GitHub Issue

Quality validation: perplexity, KL divergence, and NIAH benchmarks

Discovered On Mar 25, 2026
Primary Metric open
## Supersedes #24 We claim 4.6× compression at 91-97% speed. But we have ZERO quantitative quality data on the llama.cpp build. ## Required benchmarks (in priority order): ### 1. Perplexity (wikitext-2) - f16, q8_0, q4_0, q4_1, q5_0, turbo3 - Target: turbo3 within 1% of q8_0 - If >2% worse: quality problem ### 2. KL Divergence vs f16 - Required by llama.cpp CONTRIBUTING.md for new quant types - Metrics: mean KLD, delta-p RMS, same-top-p % ### 3. Passkey Retrieval (NIAH) - At 1K, 2K, 4K, 8K context lengths - Prince Canuma got 6/6 at all lengths ### 4. Generation Quality (qualitative) - Side-by-side comparison ## Tracking Full plan and results in docs/quality-benchmarks.md
View Raw Thread

Developer & User Discourse

TheTom • Mar 25, 2026
## CRITICAL: Perplexity test reveals quality failure

| Cache | PPL | vs f16 |
|-------|-----|--------|
| f16 | 6.121 | baseline |
| q8_0 | 6.111 | -0.16% |
| q4_0 | 6.142 | +0.34% |
| **turbo3** | **165.6** | **+2607%** ❌ |

turbo3 perplexity is 27× worse than f16. Speed benchmarks were measuring how fast the model produces wrong answers.

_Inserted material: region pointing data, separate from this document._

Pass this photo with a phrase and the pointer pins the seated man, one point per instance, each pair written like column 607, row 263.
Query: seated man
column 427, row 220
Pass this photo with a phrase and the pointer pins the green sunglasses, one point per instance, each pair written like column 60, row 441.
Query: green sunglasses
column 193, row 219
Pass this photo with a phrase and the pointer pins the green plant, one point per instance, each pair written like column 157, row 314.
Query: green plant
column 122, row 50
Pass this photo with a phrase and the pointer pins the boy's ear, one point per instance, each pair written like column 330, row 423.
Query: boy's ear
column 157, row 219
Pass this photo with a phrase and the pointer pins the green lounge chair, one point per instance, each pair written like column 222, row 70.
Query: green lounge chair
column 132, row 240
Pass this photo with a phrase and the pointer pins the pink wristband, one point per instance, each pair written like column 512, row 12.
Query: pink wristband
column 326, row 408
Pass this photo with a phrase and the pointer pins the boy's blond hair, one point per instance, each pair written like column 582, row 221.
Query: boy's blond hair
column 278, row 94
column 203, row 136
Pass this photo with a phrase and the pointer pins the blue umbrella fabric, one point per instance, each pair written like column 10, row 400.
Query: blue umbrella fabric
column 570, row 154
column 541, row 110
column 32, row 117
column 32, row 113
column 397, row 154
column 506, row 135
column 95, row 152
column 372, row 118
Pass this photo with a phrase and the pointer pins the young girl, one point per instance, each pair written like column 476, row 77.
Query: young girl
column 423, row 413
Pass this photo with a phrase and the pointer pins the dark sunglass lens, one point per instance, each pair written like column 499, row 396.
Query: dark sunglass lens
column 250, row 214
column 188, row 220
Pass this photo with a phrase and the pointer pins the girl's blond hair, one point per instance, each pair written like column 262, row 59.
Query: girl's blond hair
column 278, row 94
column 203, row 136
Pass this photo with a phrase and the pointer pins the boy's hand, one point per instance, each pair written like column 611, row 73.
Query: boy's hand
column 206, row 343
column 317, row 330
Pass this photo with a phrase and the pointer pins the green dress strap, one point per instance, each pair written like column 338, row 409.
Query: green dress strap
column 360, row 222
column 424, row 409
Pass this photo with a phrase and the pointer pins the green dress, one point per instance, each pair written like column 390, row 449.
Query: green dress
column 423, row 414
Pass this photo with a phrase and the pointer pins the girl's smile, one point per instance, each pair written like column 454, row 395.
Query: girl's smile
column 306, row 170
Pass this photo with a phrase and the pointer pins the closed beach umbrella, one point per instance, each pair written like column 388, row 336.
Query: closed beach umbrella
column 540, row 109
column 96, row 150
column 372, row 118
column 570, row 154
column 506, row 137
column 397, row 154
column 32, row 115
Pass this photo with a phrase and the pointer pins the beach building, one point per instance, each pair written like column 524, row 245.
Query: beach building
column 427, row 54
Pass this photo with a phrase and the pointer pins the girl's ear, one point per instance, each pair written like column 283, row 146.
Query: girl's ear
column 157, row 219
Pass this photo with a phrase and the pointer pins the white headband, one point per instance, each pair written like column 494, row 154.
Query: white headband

Root cause investigation needed. DO NOT update README with speed claims until quality is fixed.

Suspected causes:
1. Norm mismatch: quantize stores full 128-element group norm, dequant uses it as per-32-block norm
2. Pre-rotate-queries rotation matrix mismatch with quantize rotation
3. 3-bit packing bug in block size 32
TheTom • Mar 25, 2026
## Root causes found

### 1. V cache in rotated space
Python verification: dequant output has cosine=0.02 with input (garbage).
After inverse rotation: cosine=0.987 (correct).
V cache values MUST be inverse-rotated after attention.

### 2. dynamic_cast fails for MoE models
The Qwen 3.5 MoE uses `llama_memory_hybrid_context`, not `llama_kv_cache_context`.
Our `dynamic_cast` returns null → Q rotation and V inverse rotation NEVER execute.
ALL speed benchmarks were on unrotated Q with rotated-space K/V — garbage results with fast speed.

### Why "coherent text" was misleading
Without any rotation applied, the raw quantize/dequant produces plausible-looking grammar
but wrong content. Short conversations hide this. Perplexity caught it.

### Fix needed
Store rotation tensors in `llm_graph_context` directly (not behind a KV cache dynamic_cast).
Then both Q rotation and V inverse rotation will work for ALL memory types.
TheTom • Mar 25, 2026
## QUALITY FIXED ✅

Perplexity with inverse rotation restored in dequant:

| Cache | PPL | vs q8_0 |
|-------|-----|---------|
| f16 | 6.121 | — |
| q8_0 | 6.111 | baseline |
| q4_0 | 6.142 | +0.5% |
| **turbo3** | **6.194** | **+1.4%** |

turbo3 is within 1.4% of q8_0 perplexity. Quality target met.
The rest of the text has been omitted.